Schützte später seine jüdische Lebensgefährtin und jüdische Verlagsmitarbeiter vor den Nationalsozialisten, trat heimlich der NSDAP bei und schrieb Nazi-Propagandafilme, unter anderem Carl Peters (Wikipedia). Schrieb unter Adenauer den ersten Bestseller der Bundesrepublik, in dem er die Entnazifizierungspolitik kritisierte und den Nationalsozialismus verharmloste, und die Drehbücher zu drei zweifelhaften Zweiter-Weltkriegskomödien. Engagierte sich dann gegen Atombombe und in der Friedensbewegungen.

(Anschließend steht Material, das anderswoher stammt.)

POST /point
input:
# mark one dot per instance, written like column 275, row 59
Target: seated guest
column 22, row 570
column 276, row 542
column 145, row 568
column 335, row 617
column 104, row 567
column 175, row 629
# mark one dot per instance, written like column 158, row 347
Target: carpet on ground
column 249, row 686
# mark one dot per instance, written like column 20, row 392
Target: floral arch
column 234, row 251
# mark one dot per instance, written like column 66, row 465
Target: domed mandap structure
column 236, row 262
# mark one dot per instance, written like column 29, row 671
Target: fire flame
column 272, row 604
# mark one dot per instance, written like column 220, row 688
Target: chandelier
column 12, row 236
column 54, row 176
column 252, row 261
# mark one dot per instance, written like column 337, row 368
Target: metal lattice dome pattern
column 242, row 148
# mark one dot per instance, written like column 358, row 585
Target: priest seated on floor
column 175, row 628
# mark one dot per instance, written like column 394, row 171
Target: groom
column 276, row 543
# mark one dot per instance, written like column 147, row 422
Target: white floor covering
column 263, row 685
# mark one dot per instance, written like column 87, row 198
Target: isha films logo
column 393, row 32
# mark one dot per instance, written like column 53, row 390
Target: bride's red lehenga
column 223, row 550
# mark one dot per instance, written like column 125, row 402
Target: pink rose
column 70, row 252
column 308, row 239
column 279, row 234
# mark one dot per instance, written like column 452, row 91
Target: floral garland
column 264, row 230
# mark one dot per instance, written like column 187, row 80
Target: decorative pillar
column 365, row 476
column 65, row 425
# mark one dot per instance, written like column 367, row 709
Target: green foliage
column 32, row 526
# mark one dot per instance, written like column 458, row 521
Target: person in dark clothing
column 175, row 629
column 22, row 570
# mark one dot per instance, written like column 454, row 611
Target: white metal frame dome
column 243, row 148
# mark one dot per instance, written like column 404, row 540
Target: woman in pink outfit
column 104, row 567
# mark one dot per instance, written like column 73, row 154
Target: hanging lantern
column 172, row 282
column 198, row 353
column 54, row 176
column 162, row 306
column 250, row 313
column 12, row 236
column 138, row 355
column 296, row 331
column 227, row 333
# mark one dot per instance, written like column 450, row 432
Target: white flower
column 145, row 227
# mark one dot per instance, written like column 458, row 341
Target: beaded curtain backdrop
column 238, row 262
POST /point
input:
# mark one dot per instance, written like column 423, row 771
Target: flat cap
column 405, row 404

In dem Aufbegehren gegen die bürgerliche Ordnung [in Liane], oder jedenfalls in der Pose des Aufbegehrens, konnte sich fraglos auch Salomon wiederfinden. Zumal dürfte er mit der ungerichteten Gewalt keine Probleme gehabt haben, die in diesem Zuge ausagiert wurde. „Was wir wollten, das wussten wir nicht, und was wir wussten, das wollten wir nicht. […] wir taten es“, schreibt Salomon (1930, 73) in seinem Roman Die Geächteten über seine Zeit beim faschistischen Freikorps.

Mag man nach all dieser Verwirrung etwas ratlos sein, was seine Person angeht, sind die Aussagen über das Deutschland dieser Zeit doch sehr eindeutig.

Das letzte Wort:

Für die zeitgenössischen Zuschauer dürfte das Seifenthema nicht nur die gängigen Sauberkeitswünsche wachgerufen haben, sondern im vorliegenden Kontext auch das Thema Hautfarbe, genauer die körperlich kodierte (post-)koloniale Situation. […] Weiße Haut wird dann auch zum Namen gebenden Zeichen für die Figur, die paradoxerweise qua Biologie zumindest moralisch schon zivilisiert ist, „Weißhaut“ – in [Edgar Rice] Burroughs Affensprache: „Tarzan“.

Michael Flitner: Das Mädchen aus dem Urwald. Über Geschlecht und Nation in einem Filmhit der 1950er Jahre. In: geographischen Revue, Jahrgang 7, 2005, Heft 1/2, zum Download auf geographische-revue.de.